FROM MICHIZONA RAY: I have been reading Habakkuk, and his reference to the twisted stick seems to apply here. A twisted stick can be twisted in many various directions; but a straight stick is straight in only one way. Just as today, there are many ways to be misled, and many who will mislead. I think it is Faith in its fullest sense to which Habakkuk refers. And, we can't be the "best" parents, we only need to be "good enough" parents. ====JACK: I think that most of us are twisted sticks. Eventually, by the grace of God, we can "straighten out." BTW, that's a good Habakkuk reference.
FROM FACEBOOK LIZ: there is usually someone else to walk with you...====JACK: I went back to examine the lyrics to "You'll never walk alone." I thought to ask the question..."Who will you walk with?"
FROM HR IN MICHIGAN: It’s tough to walk alone. There needs to be a sense of real confidence in the direction to head for someone to not go with the crowd. The level of self doubt is always amplified when you consider going it alone especially against conventional wisdom. Your thinking is considered suspect, your actions mocked or dismissed out of hand. Your called names or worse. It ain’t easy, that’s why most people take the easy road.====JACK: I think that Robert Frost understood that point when he wrote, "The Road Not Taken."

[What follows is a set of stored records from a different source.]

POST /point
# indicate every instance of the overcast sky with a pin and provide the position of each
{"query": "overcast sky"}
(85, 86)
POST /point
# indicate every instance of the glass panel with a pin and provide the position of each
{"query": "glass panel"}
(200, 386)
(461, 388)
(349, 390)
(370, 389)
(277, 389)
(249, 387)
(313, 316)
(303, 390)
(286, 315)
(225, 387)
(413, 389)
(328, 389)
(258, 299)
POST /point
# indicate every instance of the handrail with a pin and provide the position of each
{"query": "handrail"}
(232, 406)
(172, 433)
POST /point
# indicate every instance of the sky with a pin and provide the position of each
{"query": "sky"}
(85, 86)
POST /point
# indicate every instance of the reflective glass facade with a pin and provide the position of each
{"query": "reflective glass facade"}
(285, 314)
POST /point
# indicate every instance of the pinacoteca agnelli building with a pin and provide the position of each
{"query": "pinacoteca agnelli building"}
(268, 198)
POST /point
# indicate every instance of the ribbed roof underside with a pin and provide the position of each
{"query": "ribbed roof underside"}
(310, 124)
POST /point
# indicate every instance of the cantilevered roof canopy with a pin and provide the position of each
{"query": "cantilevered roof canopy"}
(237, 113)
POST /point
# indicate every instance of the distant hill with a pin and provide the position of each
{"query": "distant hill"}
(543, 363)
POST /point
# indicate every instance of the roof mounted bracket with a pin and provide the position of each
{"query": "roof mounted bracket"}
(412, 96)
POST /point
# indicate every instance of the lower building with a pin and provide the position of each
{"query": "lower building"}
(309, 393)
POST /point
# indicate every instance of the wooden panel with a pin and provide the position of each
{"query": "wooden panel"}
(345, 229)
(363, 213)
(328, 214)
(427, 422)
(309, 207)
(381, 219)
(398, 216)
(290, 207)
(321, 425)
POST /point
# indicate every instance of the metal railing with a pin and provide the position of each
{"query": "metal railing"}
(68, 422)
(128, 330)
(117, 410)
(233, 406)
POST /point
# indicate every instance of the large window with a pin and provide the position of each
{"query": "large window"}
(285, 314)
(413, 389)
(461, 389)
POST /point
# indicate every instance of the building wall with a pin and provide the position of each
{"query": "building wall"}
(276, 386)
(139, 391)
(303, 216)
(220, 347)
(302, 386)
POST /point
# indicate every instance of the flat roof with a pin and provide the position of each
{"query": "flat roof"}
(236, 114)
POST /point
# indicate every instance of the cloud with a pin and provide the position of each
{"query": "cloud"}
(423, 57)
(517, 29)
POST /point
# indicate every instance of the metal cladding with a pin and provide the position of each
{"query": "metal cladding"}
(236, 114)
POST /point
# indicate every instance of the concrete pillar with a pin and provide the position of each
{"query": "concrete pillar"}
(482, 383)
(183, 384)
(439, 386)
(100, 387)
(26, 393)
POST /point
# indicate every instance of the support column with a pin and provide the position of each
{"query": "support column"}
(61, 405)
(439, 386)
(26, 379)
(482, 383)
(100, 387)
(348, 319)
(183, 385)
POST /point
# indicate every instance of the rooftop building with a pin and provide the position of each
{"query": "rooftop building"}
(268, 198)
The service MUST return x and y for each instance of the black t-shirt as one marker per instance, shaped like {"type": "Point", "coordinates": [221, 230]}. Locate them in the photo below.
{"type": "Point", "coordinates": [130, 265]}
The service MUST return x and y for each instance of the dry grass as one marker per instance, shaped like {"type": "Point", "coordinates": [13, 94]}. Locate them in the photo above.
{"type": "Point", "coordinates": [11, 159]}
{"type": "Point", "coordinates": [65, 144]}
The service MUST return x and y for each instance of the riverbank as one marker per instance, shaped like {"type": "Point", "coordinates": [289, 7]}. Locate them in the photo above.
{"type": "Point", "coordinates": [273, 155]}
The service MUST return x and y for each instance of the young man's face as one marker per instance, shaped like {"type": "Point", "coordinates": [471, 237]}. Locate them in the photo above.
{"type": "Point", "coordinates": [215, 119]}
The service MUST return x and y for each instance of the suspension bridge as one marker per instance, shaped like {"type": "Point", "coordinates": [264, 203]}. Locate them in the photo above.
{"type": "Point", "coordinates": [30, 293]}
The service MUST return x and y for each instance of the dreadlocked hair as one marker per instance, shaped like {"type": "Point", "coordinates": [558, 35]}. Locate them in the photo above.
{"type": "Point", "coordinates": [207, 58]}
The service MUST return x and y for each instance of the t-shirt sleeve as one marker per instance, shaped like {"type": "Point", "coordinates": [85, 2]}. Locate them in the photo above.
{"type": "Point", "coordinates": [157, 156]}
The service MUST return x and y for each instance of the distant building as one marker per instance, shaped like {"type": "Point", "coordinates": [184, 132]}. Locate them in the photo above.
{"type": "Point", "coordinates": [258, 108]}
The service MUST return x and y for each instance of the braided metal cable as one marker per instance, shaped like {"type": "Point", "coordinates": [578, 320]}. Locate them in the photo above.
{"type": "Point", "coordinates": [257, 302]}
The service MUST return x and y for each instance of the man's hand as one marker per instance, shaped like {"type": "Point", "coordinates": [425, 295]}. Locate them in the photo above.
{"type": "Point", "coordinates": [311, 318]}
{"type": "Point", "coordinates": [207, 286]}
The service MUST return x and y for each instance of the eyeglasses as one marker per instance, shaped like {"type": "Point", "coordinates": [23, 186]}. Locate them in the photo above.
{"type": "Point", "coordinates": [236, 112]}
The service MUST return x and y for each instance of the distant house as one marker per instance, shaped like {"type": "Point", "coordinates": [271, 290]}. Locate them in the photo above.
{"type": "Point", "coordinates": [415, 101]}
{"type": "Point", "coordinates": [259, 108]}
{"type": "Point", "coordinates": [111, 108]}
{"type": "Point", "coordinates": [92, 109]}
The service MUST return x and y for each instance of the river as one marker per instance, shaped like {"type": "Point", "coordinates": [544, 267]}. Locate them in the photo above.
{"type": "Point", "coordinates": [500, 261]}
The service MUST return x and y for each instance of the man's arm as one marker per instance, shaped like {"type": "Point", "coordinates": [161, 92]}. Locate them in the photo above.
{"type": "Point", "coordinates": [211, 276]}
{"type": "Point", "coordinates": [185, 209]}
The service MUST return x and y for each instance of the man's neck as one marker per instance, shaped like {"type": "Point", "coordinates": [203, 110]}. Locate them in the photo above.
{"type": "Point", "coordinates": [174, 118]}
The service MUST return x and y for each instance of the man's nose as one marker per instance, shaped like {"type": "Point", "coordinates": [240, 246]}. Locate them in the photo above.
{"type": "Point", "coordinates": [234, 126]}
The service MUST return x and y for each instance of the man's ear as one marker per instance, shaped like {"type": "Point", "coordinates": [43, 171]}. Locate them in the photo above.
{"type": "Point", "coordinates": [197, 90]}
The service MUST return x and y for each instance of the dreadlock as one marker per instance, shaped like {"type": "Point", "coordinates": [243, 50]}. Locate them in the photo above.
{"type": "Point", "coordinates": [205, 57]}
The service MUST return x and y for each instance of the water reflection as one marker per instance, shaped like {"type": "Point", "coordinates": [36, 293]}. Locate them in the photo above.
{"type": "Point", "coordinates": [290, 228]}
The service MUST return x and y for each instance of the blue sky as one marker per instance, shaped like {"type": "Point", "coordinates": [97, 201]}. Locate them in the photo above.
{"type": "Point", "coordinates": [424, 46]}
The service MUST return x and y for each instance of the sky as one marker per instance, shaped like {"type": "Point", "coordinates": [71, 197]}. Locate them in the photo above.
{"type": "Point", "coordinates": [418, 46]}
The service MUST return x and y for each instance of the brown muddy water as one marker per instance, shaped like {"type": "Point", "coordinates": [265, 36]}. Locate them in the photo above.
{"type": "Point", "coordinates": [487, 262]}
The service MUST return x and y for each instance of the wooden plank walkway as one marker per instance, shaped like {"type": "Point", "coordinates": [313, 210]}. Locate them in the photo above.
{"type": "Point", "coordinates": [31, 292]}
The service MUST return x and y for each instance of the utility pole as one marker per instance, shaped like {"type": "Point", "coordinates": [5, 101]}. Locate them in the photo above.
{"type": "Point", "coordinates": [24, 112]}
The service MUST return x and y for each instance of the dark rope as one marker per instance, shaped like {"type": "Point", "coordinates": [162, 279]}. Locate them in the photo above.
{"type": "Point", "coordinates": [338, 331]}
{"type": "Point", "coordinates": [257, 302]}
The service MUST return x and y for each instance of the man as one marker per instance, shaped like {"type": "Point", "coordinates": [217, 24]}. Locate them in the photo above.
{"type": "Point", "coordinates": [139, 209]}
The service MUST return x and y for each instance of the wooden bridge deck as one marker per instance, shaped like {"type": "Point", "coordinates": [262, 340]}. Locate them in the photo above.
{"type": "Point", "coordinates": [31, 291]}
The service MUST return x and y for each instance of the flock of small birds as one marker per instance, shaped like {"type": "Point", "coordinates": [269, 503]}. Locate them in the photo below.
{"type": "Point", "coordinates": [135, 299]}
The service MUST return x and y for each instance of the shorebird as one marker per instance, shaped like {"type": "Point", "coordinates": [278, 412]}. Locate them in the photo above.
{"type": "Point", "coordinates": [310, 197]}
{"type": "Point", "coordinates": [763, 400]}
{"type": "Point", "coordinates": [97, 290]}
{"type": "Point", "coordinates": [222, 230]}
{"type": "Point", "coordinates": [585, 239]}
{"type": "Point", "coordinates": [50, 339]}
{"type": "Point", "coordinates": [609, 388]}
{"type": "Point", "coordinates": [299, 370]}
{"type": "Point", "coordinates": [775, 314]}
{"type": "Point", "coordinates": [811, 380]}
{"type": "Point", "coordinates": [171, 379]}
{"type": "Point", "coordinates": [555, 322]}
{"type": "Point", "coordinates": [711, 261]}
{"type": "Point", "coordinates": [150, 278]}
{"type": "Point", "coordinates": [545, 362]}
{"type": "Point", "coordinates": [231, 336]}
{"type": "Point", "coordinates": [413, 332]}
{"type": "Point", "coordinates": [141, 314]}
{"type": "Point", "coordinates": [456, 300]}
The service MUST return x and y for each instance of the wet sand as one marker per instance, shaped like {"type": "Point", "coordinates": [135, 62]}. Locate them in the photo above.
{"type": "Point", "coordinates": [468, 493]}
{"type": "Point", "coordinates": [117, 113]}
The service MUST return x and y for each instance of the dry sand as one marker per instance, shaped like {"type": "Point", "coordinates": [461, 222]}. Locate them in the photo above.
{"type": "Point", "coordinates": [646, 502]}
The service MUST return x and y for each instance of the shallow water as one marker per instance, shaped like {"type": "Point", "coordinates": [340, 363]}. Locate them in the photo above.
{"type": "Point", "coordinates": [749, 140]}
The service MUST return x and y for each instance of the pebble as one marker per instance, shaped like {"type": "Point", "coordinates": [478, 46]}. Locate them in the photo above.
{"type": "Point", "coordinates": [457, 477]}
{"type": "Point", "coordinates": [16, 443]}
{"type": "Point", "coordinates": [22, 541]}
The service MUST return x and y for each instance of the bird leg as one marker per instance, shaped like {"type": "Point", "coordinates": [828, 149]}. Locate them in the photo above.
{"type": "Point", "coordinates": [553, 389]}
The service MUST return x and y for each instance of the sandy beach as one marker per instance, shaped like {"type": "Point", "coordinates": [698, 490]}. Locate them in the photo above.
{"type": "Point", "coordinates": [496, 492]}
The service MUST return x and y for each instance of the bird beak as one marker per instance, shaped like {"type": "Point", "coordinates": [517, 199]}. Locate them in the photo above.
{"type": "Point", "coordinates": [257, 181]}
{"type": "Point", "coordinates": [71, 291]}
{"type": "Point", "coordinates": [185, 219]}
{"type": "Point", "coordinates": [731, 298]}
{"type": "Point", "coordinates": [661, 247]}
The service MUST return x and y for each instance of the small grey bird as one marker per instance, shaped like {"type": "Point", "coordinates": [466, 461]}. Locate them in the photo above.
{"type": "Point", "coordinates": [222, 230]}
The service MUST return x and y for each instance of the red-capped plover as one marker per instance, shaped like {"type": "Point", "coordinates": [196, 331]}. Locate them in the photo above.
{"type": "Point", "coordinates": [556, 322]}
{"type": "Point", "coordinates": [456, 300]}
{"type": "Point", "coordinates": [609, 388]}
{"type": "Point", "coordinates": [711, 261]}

TWO roads diverged in a yellow wood,
And sorry I could not travel both
And be one traveler, long I stood
And looked down one as far as I could
To where it bent in the undergrowth;
Then took the other, as just as fair,
And having perhaps the better claim,
Because it was grassy and wanted wear;
Though as for that the passing there
Had worn them really about the same,
And both that morning equally lay
In leaves no step had trodden black.
Oh, I kept the first for another day!
Yet knowing how way leads on to way,
I doubted if I should ever come back.
I shall be telling this with a sigh
Somewhere ages and ages hence:
Two roads diverged in a wood, and I—
I took the one less traveled by,
And that has made all the difference.
FROM HCC CHUCK: AMEN to that. we inherited from Lois parents a stone carving (very heavy) carved by Lois's father's uncle who lived in the coal mining area of central Penna on it is engraved "WATCH YOUR FRIENDS" I wish I knew the story behind the message.====JACK: Some messages are left for us to interpret...just like with the Scriptures. By responding to today's Winning Words you've given your own interpretation...and it seems to fit..
2 comments:
this is so true. Among adults I know who have gotten into trouble and then gone to prison, it seems like the hardest thing for them to do is to learn not to go back to their habitual ways of making friends, i.e., stay away from the bars and so forth. I know Jesus always hung out in such places but we vulnerable people probably need most of all to hang out with people who go to church. Probably too simplistic, but I've known a few people who've gotten into trouble with the law and shed a few tears over it, worrying about how to be of help to them.
S.H. in MI
I have been reading Habakkuk, and his reference to the twisted stick seems to apply here. A twisted stick can be twisted in many various directions; but a straight stick is straight in only one way. Just as today, there are many ways to be misled, and many who will mislead. I think it is Faith in its fullest sense to which Habakkuk refers. And, we can't be the "best" parents, we only need to be "good enough" parents.